“L’objectif, c’est 2 tonnes CO2eq”. Il est fort probable que vous entendiez parler de ce fameux 2 tonnes si vous vous intéressez au changement climatique et à l’empreinte carbone cible que vous devriez avoir dans un monde neutre en carbone.
Et si vous appreniez que l’objectif n’est pas de réduire à 2 tonnes ? Mais plutôt, comme écrit dans l’Accord de Paris, de limiter “l’élévation de la température moyenne de la planète nettement en dessous de 2 °C par rapport aux niveaux préindustriels et en poursuivant l’action menée pour limiter l’élévation de la température à 1,5 °C par rapport aux niveaux préindustriels” ? Se pose ainsi la question de comment faire pour y parvenir et prendre en compte la justice climatique.
Ce chiffre des 2 tonnes peut certes être utile pour parler d’ordre de grandeur à des non initiés. C’est en effet plutôt efficace de dire “en moyenne l’empreinte carbone d’un Français est de 10t CO2eq, on doit passer à 2“. Plus simple que de dire qu’on devrait viser 0 émission… ou plutôt “net zero“. Cet article explique d’où vient le chiffre des 2 tonnes, comment le calculer et souligne ses importantes limites.
D’où vient le chiffre 2 tonnes ?
C’est peut-être la première question à se poser : d’où vient le chiffre 2 tonnes ? Il ne fait aucun doute qu’en France il a été démocratisé par Jean-Marc Jancovici, Carbone 4, le Shift Project et quelques vulgarisatrices et vulgarisateurs climat. Mais quelle est la source primaire de ce chiffre ?
Il s’avère qu’on ne retrouve pas vraiment ce chiffre dans les rapports scientifiques, et que ce serait une valeur sortie du chapeau. Vous retrouverez plutôt une valeur qui s’en approche, ou une plage, comme “entre 1.6 et 2.8t CO2“. Voici une liste de sources non exhaustives où nous retrouvons ce fameux 2 tonnes (ou presque) :
- Dans la Stratégie Nationale Bas Carbone (SNBC2), nous retrouvons un calcul théorique pour une empreinte carbone brute avec un résultat entre 1.6t et 2.8t de CO2 à horizon 2100. Non seulement ce chiffre ne concerne visiblement que le CO2, à horizon 2100, mais il ne prend pas en compte les principes d’équité, de responsabilité commune mais différenciée et les capacités respectives comme la France s’y est engagée dans l’Accord de Paris.

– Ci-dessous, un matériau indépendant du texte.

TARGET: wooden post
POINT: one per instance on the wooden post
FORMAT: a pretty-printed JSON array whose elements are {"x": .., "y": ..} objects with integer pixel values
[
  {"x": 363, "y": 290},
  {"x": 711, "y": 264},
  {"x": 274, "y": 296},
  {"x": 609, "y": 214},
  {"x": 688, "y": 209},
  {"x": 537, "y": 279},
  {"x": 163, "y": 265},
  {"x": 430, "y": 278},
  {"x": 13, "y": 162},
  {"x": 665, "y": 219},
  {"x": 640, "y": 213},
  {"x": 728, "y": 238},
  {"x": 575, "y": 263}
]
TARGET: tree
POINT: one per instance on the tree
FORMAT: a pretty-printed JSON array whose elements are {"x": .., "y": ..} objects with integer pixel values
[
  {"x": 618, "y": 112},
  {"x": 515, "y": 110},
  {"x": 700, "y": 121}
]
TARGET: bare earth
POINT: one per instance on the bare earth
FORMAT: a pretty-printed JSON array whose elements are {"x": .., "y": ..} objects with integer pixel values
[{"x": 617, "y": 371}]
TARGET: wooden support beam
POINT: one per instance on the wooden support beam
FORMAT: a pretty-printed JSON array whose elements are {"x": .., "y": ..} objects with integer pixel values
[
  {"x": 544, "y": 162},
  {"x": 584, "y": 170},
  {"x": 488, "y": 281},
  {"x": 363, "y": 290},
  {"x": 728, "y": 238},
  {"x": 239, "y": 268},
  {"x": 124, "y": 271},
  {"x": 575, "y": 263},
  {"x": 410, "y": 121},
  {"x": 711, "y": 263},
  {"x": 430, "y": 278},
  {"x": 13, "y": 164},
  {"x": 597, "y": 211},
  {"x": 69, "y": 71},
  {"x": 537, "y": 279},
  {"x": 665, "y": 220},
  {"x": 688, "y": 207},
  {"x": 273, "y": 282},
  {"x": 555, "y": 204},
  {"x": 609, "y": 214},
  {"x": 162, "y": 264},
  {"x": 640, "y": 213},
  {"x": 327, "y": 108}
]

- Ce chiffre n’a rien de scientifique et ne prétend pas l’être, c’est juste un objectif gouvernemental. C’est de plus un objectif pour les émissions territoriales, pas l’empreinte carbone.
- L’objectif n’est pas de limiter le réchauffement à +2°C mais bien en deçà. L’objectif de +2°C n’est pas compatible avec l’Accord de Paris !
Source : SNBC 2, page 53. Alors que ce graphique est dans la SNBC, il n’est pas très clair, on ne sait pas si l’objectif est exprimé en empreinte carbone, émissions territoriales, tout GES ou que CO2…
- Le rapport Maitriser l’empreinte carbone de la France du Haut Conseil pour le Climat qui fait une proposition de 2,3 t CO2eq par habitant pour 2050, avec un objectif de limiter le réchauffement climatique à +1.5°C. Une méthodologie où il y aurait au moins 8,8 milliards de tonnes capturées en 2050 dans le monde (nous y reviendrons), sans précision particulière sur l’équité.
- Le rapport Faire sa part de Carbone 4, où le chiffre 2 tonnes CO2eq est indiqué, pour “respecter l’Accord de Paris” mais sans justification chiffrée, citation d’études scientifiques ou rapports du GIEC (rappelons également que l’hypothèse “les gestes individuels ne comptent que pour 25%” s’avère erronée)
Source : Etude Faire sa part de Carbone 4
- Le rapport des Nations-Unies Emissions Gap Report qui évoque un chiffre de 2,1 t CO2 (pas CO2eq) pour limiter le réchauffement mondial à +1.5°C.. à horizon 2030 (!!!!), sans précision sur l’équité.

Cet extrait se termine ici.